Robert Brazza met fin aux spéculations : pas question de prendre la tête d’Africa n°1
Libreville, 9 mars 2026 Le nom de Robert Brazza a récemment circulé dans les sphères médiatiques comme celui d’un possible futur Directeur général de la radio panafricaine Africa n°1, actuellement en phase de relance sous l’égide des autorités gabonaises.
D ans un message publié sur ses réseaux sociaux, Robert Brazza a catégoriquement démenti ces rumeurs. Avec une pointe d’ironie, il s’est décrit comme un « candidat à rien ayant appris sur internet qu’il était pressenti au poste de Directeur général de lui-même ». Une formule qui illustre à la fois sa surprise et sa volonté de mettre un terme aux conjectures sur son avenir professionnel.

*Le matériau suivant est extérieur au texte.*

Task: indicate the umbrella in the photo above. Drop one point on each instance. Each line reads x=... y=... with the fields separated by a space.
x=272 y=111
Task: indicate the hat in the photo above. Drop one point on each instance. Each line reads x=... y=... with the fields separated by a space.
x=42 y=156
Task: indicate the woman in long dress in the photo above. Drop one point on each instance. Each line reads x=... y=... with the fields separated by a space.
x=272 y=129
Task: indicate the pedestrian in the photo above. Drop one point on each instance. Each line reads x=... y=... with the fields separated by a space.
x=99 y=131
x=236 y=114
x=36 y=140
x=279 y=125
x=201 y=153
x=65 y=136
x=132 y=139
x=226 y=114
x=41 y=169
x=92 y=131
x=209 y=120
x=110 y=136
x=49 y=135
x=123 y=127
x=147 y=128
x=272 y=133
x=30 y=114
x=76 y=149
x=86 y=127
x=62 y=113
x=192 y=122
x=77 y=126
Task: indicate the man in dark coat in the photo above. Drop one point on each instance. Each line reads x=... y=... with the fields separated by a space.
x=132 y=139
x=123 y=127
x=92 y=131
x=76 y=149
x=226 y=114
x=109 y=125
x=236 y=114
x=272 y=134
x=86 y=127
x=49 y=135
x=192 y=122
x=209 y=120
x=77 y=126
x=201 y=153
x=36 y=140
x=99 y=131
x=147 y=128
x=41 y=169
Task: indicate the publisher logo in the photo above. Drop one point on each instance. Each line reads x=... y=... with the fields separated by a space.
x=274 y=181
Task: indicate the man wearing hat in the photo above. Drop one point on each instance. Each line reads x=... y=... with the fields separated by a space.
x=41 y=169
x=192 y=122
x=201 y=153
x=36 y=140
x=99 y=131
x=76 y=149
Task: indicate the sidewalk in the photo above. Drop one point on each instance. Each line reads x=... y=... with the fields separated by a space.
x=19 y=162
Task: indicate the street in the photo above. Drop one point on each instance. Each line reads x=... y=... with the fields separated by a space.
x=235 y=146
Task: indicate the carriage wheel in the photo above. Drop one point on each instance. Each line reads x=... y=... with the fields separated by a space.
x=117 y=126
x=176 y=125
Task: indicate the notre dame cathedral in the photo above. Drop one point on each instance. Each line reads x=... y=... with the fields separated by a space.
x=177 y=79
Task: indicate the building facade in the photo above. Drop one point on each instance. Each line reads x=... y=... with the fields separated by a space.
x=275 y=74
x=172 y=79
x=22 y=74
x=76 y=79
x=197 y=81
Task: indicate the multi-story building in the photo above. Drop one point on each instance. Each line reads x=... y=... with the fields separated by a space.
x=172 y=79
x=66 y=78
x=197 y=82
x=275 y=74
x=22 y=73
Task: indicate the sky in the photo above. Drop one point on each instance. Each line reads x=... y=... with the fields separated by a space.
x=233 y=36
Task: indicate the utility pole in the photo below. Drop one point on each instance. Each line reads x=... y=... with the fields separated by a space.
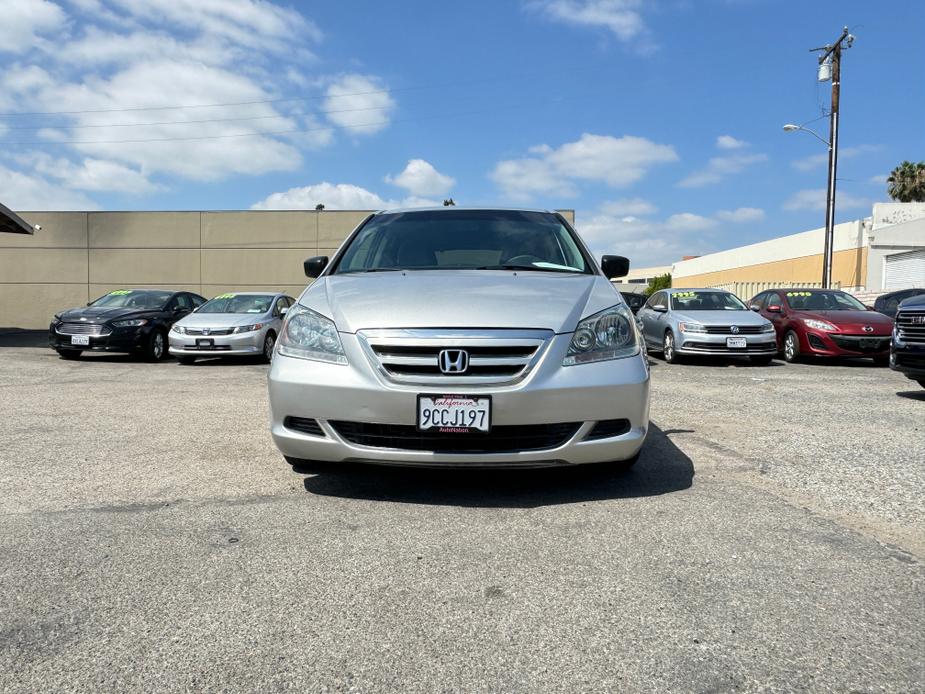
x=832 y=54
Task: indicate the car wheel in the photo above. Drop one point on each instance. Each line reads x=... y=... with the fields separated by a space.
x=269 y=342
x=668 y=350
x=791 y=347
x=156 y=347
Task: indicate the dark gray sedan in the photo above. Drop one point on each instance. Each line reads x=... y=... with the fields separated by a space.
x=678 y=322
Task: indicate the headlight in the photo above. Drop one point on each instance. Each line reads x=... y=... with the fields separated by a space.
x=247 y=328
x=309 y=335
x=819 y=325
x=609 y=334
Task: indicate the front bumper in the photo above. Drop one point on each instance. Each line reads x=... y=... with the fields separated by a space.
x=824 y=344
x=550 y=394
x=762 y=344
x=222 y=345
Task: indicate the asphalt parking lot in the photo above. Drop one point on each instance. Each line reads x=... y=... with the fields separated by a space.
x=770 y=539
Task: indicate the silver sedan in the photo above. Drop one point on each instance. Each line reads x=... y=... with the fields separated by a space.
x=679 y=322
x=231 y=324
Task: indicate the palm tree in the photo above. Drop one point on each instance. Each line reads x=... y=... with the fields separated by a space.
x=906 y=183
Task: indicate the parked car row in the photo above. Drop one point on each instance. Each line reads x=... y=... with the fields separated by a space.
x=155 y=322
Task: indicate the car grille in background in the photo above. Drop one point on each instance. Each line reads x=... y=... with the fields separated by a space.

Au-delà du démenti, le journaliste a saisi cette occasion pour rappeler les fondements essentiels de la profession. Il a souligné que la vérification rigoureuse des sources constitue « LE pilier indispensable du journalisme » et a dénoncé la propagation d’informations non vérifiées par certains confrères, qu’il a qualifiés d’« experts en buzz et bavardeurs de service ». Selon lui, une carrière solide ne peut se bâtir que sur l’intégrité, le travail, l’intelligence et le respect d’autrui.
Cette mise au point intervient alors que la renaissance d’Africa n°1 suscite un fort engouement sur le continent, avec des attentes importantes de la part du public africain et de la diaspora. En clôturant son message avec les hashtags #Infox et #AfricaN1, Robert Brazza a clairement indiqué qu’il souhaitait se concentrer sur ses activités actuelles au sein de sa structure BNR Prod Ltd, mettant ainsi fin aux spéculations concernant une quelconque prise de fonction à la tête de la radio.
Si cette clarification ne manquera pas de décevoir certains observateurs qui voyaient en lui le futur « Tam-tam du continent », elle marque surtout la posture d’un journaliste attaché à la rigueur et à la crédibilité de sa profession. Dans un environnement médiatique où les rumeurs circulent vite, Robert Brazza rappelle que l’éthique demeure le meilleur rempart contre la désinformation.